The Gaseous Load Frame and Autoclave (GLFA) mates an Interactive Instruments electronically-actuated load frame to a sealed vessel designed for temperatures of up to 650C at pressures of 20 MPa, enabling testing in environments relevant to supercritical carbon dioxide (s-CO2) Brayton cycle applications, in addition to environments relevant to high-temperature gas reactor designs. Several feedthroughs in the vessel allow for both thermocouple and direct current potential drop instrumentation for fracture mechanics-based crack growth testing in these environments.
Preliminary testing of CT specimens instrumented with DCPD has been performed in the GLFA. Future work includes adding the instrumentation enabling controlled addition of impurities to the gaseous inlet stream in addition to adding capabilities for compositional analysis of the effluent gas.
The A-134 laboratory features a modified high-temperature tube furnace, enabling both long-term annealing experiments and sessile drop testing at temperatures of up to 1700 °C. The furnace is an Across International TF1700 that is equipped with vacuum sealing windowed flanges and gas feed lines to enable testing in air, vacuum, inert gases, or other gaseous environments of interest. One of these flanges supports an internal Mo tube feedthrough with an attached yttria nozzle for metal droplet extrusion. Imaging hardware, including a CCD detector and collimer beam source, is attached externally on goniometric stages for recording inside the furnace volume.

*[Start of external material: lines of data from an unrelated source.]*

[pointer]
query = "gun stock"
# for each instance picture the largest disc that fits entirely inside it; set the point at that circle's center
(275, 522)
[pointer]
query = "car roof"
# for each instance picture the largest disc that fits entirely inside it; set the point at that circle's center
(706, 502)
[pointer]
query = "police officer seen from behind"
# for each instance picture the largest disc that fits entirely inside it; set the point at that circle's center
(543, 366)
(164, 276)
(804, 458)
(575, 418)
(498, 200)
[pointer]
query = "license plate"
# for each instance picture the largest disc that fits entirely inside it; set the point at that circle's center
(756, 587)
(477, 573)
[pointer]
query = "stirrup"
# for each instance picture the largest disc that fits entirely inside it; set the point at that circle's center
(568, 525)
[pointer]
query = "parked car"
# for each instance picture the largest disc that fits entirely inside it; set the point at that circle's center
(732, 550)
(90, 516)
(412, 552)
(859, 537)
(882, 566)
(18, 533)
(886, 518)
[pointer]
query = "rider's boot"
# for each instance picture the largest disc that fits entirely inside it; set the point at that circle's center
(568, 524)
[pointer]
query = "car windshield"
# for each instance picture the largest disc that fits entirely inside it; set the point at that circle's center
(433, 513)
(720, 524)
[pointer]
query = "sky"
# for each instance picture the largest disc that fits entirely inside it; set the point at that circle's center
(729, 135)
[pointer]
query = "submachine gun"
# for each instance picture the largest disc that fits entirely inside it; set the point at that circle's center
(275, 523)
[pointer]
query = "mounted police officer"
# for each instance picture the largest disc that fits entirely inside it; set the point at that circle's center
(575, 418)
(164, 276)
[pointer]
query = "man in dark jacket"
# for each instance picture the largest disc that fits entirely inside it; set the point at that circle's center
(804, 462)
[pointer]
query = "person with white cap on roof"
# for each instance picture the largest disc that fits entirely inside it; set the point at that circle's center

High-temperature metallic sessile drop testing represents a unique capability within the Nuclear Materials Degradation Research Group. In these tests, solid metal is loaded into the nozzle and the furnace is sealed and purged. The furnace is brought up to temperature, usually under an inert argon atmosphere, to melt the metal while avoiding oxidation. A positive pressure is then applied to the Mo tube to extrude a metal droplet onto the substrate. Once the droplet is created, an orthographic image is captured from which the contact angle can be measured. Imaging can continue over a long-duration test to capture how wetting behavior changes over time due to chemical interaction. After the conclusion of the test, the surface of the substrate can then be analyzed using analytical techniques such as scanning electron microscopy or x-ray diffraction to determine the extent of surface interactions at the point of contact.